The results of phenotypic and genetic characteristics studies made it possible to identify, among culturable isolates found in samples of atmospheric aerosols, non-spore-forming bacteria of the genera Agrococcus, Nocardiopsis, Planomrobium, Planococcus, Pseudomonas, Arthrobacter, Brevundimonas, Curtobacterium, Psychrobacter, Stutzerimonas, spore-forming bacteria of the genera Bacillus, Paenibacillus, Priestia, Lysinibacillus, Peribacillus, Metabacillus, Solibacillus, etc., as well as bacteria of the genera Kocuria, Planococcus, Mammaliicoccus, Macrococcus, Staphylococcus, Sporosarcina, and a number of others. The strains were tested for the presence of secretion of a number of enzymes, partly for antibiotic activity also. The results of identification of 270 culturable bacteria to species level based on the analysis of phenotypic characters and 16S rRNA gene sequences (97.5–100% similarity to GenBank data) are shown in Table S2.
There are both saprotrophic bacteria and bacteria that can cause diseases, such as Kocuria rosea, Staphylococus aureus, Bacillus cereus, Staphylococus pasteuri, Staphylococus saprophyticus, Staphylococus equorum, Acinetobacter lwoffii, and a number of others among the isolates found. The presence of aggressive enzymes or the ability to secrete enzymes such as hemolysins, alkaline phosphatase, lecithinase, plasma coagulase, and gelatinase which contribute to the development of the infectious process was revealed for some isolates. The demonstrated potential pathogenic threat, characteristic of many isolated representatives of these genera [26,27], suggests the need to control them in the atmospheric air in order to avoid the occurrence of infectious diseases in the population.

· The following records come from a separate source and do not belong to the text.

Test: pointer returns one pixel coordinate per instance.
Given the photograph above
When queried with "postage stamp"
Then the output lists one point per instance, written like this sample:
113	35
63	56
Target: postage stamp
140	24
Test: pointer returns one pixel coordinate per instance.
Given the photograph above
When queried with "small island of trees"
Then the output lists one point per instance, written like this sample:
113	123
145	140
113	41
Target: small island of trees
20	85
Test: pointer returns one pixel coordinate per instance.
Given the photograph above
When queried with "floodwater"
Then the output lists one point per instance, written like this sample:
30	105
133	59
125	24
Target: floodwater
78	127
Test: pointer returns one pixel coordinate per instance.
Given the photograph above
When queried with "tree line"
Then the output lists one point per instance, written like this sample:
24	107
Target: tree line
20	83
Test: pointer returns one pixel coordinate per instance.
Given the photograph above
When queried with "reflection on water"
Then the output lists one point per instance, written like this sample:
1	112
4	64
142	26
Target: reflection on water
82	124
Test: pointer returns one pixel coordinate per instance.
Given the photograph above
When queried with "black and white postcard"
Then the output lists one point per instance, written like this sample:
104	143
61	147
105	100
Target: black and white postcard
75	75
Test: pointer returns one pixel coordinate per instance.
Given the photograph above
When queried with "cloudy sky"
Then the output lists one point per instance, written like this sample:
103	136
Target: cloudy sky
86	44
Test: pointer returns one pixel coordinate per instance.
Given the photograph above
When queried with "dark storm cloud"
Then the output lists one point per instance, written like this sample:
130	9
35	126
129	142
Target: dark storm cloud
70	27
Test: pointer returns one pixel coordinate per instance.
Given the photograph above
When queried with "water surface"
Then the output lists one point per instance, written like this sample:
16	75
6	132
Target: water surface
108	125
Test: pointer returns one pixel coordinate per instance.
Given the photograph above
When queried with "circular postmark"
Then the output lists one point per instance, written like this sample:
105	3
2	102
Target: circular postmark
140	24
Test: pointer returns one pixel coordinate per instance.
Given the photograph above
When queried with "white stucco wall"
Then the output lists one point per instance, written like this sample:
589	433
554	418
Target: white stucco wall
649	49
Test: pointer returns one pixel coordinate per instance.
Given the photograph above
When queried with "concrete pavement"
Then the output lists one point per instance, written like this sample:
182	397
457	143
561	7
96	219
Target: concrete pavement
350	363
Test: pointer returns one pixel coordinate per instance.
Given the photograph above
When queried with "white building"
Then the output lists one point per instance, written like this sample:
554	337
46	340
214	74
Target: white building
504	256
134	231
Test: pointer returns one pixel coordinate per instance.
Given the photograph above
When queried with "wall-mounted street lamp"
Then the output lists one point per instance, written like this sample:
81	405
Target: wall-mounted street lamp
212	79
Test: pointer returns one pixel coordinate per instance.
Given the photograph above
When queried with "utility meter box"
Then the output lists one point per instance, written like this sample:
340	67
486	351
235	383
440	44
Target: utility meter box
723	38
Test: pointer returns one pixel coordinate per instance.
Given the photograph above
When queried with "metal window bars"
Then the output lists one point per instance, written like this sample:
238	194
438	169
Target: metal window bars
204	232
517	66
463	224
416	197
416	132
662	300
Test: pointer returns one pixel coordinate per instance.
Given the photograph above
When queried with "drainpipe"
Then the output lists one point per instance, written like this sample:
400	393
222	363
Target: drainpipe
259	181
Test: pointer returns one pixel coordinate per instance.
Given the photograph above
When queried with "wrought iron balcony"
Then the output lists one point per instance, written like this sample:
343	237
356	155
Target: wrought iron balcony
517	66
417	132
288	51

It is known that the results of studying the same samples of air aerosols using metagenomic methods and standard cultivation methods differ significantly in the general composition and identification of the dominant groups of microorganisms [32,40,41,42], which is also further confirmed by the results obtained in this work. However, it was interesting to see how much the groups of microorganisms identified by different methods overlap with each other.
When seeding aerosols onto agar media, it is possible to form a large number (up to 1000 or more) of small and minute colonies, which are difficult to accurately count by microscopy, and sift out for further research. Most often, such primary colonies, which are not further cultured, are formed when aerosols are sown on mineral media, media with a small amount of organic matter, while they are absent on complete media. In particular, we observed this kind of results when sowing aerosols from the autumn period from 7–8 September 21 (sampling site in the settlement Koltsovo) using the method of direct deposition on soil agar (samples V1-1, V2-1, Table 1).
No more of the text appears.